A nota também reafirma o compromisso do país com o enfrentamento ao casamento infantil, prática considerada violação de direitos humanos e associada ao agravamento de desigualdades sociais. O comunicado lembra que o Brasil assumiu compromissos internacionais para eliminar esse tipo de união antes dos 18 anos.

A deputada federal Erika Hilton (Psol-SP) apresentou representação ao Conselho Nacional de Justiça (CNJ), que instaurou procedimento para apurar a decisão do TJMG.

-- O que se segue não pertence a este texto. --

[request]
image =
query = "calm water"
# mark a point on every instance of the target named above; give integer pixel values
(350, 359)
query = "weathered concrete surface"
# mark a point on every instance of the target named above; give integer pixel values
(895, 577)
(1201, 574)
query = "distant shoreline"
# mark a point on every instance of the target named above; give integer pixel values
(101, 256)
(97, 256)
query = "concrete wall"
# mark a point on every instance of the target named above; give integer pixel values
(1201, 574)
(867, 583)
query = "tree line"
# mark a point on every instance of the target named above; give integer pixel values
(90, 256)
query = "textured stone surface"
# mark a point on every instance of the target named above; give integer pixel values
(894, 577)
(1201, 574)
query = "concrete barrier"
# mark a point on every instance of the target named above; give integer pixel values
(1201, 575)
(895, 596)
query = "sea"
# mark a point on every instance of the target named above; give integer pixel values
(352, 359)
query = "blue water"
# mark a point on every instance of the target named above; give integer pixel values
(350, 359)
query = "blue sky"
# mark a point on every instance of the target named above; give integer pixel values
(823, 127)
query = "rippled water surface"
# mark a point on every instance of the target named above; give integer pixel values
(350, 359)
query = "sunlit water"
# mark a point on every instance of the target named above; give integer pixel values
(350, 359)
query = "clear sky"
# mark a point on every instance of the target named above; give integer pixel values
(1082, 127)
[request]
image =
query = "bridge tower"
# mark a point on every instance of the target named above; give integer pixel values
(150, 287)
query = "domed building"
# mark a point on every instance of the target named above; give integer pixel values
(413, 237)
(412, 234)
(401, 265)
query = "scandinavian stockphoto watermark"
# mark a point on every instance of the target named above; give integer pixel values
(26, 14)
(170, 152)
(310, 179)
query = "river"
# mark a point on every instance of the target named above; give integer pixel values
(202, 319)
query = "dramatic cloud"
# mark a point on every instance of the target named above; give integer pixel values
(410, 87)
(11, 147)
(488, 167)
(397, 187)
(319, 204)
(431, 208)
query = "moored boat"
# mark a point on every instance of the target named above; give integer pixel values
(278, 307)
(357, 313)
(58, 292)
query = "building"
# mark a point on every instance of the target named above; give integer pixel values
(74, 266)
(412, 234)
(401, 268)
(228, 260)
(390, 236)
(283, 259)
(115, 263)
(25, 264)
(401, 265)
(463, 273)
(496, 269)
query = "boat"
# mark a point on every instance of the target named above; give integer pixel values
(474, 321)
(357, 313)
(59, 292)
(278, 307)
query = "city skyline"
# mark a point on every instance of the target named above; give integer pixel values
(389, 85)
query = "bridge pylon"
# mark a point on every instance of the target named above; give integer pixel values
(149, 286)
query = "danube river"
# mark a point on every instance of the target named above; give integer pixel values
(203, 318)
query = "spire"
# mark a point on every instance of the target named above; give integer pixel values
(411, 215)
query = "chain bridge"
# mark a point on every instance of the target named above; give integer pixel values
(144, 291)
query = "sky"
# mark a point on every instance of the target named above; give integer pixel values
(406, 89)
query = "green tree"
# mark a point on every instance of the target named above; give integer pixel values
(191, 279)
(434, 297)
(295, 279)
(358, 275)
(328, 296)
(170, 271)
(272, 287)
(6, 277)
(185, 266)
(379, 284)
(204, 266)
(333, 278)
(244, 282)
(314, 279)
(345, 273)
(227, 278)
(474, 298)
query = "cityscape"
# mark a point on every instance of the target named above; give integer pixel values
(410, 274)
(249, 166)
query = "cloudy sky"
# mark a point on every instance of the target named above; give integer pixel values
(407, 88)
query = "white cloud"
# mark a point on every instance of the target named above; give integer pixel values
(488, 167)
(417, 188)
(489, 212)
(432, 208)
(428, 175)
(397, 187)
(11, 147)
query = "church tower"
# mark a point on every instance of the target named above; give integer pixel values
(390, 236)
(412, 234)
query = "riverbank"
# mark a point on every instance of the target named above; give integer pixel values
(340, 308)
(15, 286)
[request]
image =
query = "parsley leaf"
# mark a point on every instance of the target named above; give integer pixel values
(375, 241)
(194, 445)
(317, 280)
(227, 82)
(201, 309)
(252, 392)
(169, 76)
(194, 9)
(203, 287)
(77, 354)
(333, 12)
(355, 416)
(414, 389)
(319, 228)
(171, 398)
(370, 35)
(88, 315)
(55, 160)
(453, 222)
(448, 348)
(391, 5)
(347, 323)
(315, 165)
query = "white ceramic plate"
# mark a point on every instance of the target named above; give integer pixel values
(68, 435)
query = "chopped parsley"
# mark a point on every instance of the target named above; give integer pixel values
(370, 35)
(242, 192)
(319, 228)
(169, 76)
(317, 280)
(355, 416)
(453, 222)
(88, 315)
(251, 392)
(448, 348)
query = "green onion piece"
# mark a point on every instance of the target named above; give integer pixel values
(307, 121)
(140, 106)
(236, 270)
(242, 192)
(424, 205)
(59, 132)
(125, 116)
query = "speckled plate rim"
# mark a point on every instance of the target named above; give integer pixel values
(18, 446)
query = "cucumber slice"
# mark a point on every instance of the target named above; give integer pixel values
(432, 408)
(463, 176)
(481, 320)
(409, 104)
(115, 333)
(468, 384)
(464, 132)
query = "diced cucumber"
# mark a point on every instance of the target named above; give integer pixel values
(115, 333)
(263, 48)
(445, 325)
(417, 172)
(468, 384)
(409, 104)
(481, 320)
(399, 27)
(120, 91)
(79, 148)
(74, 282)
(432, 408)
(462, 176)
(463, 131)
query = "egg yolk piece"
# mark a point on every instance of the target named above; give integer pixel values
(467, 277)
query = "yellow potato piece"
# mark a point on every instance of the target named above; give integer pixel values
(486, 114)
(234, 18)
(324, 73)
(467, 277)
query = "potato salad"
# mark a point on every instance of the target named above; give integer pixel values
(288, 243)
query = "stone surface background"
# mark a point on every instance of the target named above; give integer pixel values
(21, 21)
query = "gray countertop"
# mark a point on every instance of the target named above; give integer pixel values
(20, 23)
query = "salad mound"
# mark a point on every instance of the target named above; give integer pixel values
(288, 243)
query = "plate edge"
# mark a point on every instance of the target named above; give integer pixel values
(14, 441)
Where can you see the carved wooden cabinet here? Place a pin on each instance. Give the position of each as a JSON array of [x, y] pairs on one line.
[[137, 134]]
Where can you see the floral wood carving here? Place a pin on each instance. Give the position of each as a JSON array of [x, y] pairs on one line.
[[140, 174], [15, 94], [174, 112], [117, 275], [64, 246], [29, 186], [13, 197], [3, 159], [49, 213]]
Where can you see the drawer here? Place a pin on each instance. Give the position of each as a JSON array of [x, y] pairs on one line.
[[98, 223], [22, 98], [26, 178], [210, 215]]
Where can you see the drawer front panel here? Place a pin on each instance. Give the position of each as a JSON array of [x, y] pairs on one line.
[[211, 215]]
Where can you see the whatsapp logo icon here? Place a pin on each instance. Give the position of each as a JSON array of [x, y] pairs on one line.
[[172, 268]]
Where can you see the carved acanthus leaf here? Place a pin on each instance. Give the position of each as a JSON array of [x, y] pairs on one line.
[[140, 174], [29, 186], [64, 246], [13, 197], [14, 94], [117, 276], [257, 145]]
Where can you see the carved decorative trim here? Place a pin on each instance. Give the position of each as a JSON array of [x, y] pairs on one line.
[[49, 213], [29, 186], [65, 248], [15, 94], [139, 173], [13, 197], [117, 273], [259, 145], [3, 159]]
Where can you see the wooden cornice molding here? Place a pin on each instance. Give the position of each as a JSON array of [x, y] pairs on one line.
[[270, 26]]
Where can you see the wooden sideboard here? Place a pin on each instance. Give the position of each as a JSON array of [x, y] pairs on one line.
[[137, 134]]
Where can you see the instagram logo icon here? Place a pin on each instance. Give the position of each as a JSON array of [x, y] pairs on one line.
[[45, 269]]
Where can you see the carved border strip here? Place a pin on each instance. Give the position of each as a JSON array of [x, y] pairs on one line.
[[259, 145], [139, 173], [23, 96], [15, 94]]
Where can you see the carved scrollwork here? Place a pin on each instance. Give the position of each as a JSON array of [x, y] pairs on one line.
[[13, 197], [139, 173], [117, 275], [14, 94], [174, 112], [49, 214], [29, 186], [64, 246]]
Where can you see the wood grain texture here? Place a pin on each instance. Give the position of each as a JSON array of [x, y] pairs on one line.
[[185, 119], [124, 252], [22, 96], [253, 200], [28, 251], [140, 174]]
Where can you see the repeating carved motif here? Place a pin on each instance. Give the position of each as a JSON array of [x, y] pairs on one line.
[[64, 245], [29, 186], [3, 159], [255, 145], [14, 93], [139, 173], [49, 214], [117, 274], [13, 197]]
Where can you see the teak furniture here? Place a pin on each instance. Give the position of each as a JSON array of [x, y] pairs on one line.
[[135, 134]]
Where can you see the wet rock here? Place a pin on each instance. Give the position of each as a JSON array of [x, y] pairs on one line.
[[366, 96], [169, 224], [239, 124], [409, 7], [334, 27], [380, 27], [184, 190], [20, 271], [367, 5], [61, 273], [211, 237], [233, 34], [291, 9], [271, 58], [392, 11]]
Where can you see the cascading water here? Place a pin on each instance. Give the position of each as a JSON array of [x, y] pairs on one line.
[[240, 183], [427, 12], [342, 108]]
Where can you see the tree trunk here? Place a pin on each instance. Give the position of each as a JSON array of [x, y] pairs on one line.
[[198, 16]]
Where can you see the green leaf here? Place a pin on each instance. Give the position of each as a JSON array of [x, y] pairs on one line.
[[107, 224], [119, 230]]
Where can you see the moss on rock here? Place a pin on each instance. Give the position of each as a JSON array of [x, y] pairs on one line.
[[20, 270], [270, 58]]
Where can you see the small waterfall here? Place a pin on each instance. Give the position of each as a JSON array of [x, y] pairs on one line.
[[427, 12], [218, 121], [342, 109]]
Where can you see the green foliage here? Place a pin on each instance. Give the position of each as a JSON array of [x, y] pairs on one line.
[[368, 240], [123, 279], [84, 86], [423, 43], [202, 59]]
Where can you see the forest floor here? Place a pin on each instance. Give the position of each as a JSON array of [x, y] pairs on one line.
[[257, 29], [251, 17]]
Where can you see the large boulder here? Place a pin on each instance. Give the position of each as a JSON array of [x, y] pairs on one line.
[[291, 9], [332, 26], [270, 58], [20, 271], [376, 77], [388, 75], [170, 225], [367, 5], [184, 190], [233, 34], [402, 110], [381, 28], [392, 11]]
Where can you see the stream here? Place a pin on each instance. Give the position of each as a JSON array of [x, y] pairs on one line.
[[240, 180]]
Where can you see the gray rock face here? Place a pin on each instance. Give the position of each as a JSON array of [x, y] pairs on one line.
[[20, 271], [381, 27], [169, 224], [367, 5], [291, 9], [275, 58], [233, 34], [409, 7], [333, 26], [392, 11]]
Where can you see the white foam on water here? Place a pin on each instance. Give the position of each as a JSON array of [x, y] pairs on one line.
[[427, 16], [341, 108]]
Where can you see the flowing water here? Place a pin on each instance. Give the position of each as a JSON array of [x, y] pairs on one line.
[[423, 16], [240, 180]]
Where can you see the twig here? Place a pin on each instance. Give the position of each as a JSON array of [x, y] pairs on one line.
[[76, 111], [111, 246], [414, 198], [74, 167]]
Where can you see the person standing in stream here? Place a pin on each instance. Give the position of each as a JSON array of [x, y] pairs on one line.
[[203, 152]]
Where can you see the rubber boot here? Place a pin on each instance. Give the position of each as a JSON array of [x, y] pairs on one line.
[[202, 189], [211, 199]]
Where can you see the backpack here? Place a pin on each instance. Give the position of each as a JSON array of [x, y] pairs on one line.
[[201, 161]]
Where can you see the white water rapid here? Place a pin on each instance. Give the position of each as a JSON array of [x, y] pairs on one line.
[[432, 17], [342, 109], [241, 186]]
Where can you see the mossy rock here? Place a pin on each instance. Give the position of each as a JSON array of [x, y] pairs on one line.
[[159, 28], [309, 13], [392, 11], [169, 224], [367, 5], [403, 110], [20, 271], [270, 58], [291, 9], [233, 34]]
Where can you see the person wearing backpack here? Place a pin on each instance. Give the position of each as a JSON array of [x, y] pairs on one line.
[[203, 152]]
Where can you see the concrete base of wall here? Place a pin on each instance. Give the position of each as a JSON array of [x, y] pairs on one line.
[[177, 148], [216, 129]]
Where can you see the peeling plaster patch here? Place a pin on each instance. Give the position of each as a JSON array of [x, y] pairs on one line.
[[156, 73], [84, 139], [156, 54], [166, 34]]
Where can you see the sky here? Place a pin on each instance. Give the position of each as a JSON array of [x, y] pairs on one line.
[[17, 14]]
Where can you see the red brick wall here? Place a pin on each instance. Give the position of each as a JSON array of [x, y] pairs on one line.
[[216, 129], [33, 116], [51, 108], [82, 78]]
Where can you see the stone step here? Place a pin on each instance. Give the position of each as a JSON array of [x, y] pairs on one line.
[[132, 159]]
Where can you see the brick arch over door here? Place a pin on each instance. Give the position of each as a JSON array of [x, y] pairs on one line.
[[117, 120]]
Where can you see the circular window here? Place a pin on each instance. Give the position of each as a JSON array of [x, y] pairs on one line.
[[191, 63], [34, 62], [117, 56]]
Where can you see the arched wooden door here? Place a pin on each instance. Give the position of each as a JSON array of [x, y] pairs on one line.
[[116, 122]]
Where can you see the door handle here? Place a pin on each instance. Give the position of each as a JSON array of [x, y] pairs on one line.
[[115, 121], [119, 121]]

Em nota, o Ministério Público de Minas Gerais (MPMG) informou que adotará as medidas processuais cabíveis, reiterando que a legislação brasileira estabelece presunção absoluta de vulnerabilidade para menores de 14 anos.

Já a Defensoria Pública de Minas Gerais declarou que atuou no caso com base no dever constitucional de assegurar o direito à ampla defesa.

O caso

O homem havia sido condenado a nove anos de prisão após denúncia apresentada pelo MPMG em abril de 2024. A acusação apontava a prática de atos de natureza sexual contra a menina, então com 12 anos. A mãe da adolescente, que também havia sido denunciada, foi absolvida.

Ao julgar o recurso, a 9ª Câmara Criminal reformou a sentença de primeira instância, entendendo que havia vínculo afetivo entre o réu e a menor. As investigações indicaram que a adolescente morava com o homem, com autorização da mãe, e havia deixado a escola. Ele foi preso em flagrante em abril de 2024 e admitiu manter relacionamento com a menina.